The plan submitted by the town of Tusayan, a community of about 600 residents on the outskirts of Arizona’s most famous national park, called for shops, restaurants, hotels and more than 2,000 homes on acreage near the South Rim.
But the development, which was to include 3 million square feet of commercial space, was contingent on the U.S. Forest Service agreeing to road upgrades and utility installations on national forest land adjoining the park.
In a letter delivered to Tusayan on Friday, Kaibab National Forest Supervisor Heather Provencio said the application for those improvements had failed to meet minimal requirements under the forest’s overall mandate to protect the adjacent national park and tribal lands.
Eric Duthie, town manager of Tusayan, said the decision took the community and its development partners by surprise and dealt a severe blow to attempts to provide much-needed additional housing.
"The Forest Service made the decision unilaterally. It’s quite shocking and it's just not fair," he said.
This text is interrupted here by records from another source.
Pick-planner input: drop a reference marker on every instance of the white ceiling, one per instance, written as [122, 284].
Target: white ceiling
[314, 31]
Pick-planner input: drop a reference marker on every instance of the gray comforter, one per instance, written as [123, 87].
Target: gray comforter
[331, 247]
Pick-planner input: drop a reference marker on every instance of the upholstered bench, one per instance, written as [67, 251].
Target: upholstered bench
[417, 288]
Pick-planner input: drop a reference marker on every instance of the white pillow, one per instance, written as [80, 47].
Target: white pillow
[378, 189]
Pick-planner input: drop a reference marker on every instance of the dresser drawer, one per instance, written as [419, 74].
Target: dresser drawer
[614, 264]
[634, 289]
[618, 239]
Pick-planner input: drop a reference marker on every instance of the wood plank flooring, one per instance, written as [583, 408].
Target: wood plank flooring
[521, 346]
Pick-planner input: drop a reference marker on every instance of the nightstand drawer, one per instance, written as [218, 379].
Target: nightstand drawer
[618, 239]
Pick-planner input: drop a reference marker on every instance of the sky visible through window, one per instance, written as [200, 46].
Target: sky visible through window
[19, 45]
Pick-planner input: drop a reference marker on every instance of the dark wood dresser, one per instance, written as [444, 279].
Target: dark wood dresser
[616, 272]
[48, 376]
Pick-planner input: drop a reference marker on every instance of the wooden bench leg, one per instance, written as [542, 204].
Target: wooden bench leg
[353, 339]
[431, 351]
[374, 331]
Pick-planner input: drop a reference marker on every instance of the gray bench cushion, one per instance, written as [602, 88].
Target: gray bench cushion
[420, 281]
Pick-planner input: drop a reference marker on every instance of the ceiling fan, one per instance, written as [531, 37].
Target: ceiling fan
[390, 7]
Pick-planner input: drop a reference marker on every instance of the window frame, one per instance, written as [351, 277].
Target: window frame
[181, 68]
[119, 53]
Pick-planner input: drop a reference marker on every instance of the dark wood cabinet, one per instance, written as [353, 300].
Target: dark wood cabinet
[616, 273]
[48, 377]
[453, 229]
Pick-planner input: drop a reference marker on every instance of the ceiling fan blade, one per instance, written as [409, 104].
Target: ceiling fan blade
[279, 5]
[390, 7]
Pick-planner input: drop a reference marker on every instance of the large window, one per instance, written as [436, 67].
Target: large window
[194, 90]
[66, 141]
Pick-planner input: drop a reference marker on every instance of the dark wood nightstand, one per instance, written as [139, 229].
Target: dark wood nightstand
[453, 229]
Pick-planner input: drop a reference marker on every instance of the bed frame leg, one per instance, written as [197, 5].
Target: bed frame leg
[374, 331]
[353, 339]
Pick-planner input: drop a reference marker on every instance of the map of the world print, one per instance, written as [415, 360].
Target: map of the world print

Environmental groups that had opposed the development hailed the decision for protecting natural and water resources.
“This is a great day for Grand Canyon National Park, and those who love its stunning vistas, abundant wildlife and rich cultural heritage,” said Ted Zukowski, attorney for Earthjustice, a non-profit environmental law group.
The development plan ignited heated debate when the town and its Italian partners in 2014 asked federal land managers for permission to construct paved roads and related infrastructure near a World Heritage Site valued for its famed multi-hued canyons sculpted over millions of years by water and wind erosion.
Provencio said in her letter that the proposed project had generated tens of thousands of public comments, mostly in opposition.
“I have determined that the Tusayan proposal is deeply controversial, is opposed by local and national communities, would stress local and park infrastructure, and have untold impacts to the surrounding tribal and national park lands,” she said.
Provencio added that the freshwater drinking system now serving the Grand Canyon was “marginally capable” of meeting current needs and would be unable to absorb additional ones tied to the development.